Saat mata tikus diberi rangsangan visual, berupa cahaya lampu yang berkedip serta garis hitam-putih pada layar, organoid yang dicangkokkan di otak tikus mampu merespons stimulus visual tersebut. Kondisi ini menunjukkan organoid korteks visual dari otak manusia bisa berfungsi sebagaimana seharusnya.
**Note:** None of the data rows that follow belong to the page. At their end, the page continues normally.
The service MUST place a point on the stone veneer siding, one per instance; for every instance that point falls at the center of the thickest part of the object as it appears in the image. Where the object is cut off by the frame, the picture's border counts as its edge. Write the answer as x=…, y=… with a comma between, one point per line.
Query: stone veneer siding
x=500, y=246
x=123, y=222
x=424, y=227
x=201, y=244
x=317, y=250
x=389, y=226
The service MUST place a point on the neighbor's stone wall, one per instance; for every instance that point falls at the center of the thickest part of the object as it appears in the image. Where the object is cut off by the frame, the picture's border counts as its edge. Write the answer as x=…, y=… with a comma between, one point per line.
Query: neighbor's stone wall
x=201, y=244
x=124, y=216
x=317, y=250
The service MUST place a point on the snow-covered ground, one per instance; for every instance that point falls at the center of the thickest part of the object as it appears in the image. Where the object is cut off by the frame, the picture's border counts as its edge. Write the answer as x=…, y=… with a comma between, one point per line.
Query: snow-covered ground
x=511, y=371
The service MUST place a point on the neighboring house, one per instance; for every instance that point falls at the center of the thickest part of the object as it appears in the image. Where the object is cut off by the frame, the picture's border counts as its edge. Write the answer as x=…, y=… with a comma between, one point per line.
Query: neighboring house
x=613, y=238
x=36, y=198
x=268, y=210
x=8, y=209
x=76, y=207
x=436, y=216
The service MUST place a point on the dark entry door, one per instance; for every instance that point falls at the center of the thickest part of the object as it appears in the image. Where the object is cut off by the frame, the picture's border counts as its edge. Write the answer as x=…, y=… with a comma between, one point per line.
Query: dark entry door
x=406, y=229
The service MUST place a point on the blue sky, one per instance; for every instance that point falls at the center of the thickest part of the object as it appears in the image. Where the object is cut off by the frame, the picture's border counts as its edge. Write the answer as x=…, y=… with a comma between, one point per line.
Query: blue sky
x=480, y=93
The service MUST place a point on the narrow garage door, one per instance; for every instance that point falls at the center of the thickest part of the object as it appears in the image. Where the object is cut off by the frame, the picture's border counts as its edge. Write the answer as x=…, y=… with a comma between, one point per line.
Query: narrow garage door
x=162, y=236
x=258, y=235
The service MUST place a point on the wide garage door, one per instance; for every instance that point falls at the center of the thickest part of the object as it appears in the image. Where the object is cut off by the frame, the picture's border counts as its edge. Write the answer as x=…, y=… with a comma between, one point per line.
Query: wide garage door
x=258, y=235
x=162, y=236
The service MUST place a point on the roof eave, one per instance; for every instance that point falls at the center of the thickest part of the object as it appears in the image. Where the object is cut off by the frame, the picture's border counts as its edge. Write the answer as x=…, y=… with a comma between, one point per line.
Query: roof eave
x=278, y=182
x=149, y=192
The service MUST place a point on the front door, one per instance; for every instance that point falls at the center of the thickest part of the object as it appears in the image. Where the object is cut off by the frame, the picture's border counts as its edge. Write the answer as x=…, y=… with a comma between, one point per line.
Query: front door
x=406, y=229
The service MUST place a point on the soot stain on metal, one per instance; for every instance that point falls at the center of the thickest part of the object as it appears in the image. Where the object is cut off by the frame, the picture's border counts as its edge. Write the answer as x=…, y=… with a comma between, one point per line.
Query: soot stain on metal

Kini, peneliti sedang melakukan uji penglihatan atau uji perilaku tikus untuk menilai sejauh apa kemampuan tikus dalam menghadapi perubahan di tubuhnya setelah mengalami cedera dan sesudah menjalani proses cangkok organoid.
Di masa depan, ilmuwan perlu menguji apakah organoid otak yang sama bisa diintegrasikan dengan bagian otak yang lain, seperti korteks motor yang mengontrol gerakan tubuh serta meneliti faktor-faktor apa yang bisa mengendalikan kecepatan dan pengembangan dari integrasi organoid tersebut.
Selain itu, tim peneliti juga berharap bisa memperbaiki kualitas organoid otak sehingga memiliki tingkat kemiripan dengan otak manusia yang sesungguhnya. ”Kami ingin memiliki organoid yang benar-benar bisa meniru otak manusia yang sebenarnya dengan lebih baik,” kata Chen.
Peningkatan kualitas organoid otak manusia hingga mirip dengan otak asli manusia itu akan memberi manfaat besar bagi manusia masa depan dalam menghadapi ancaman penyakit neurodegeneratif yang meningkat seiring dengan makin menuanya populasi dunia.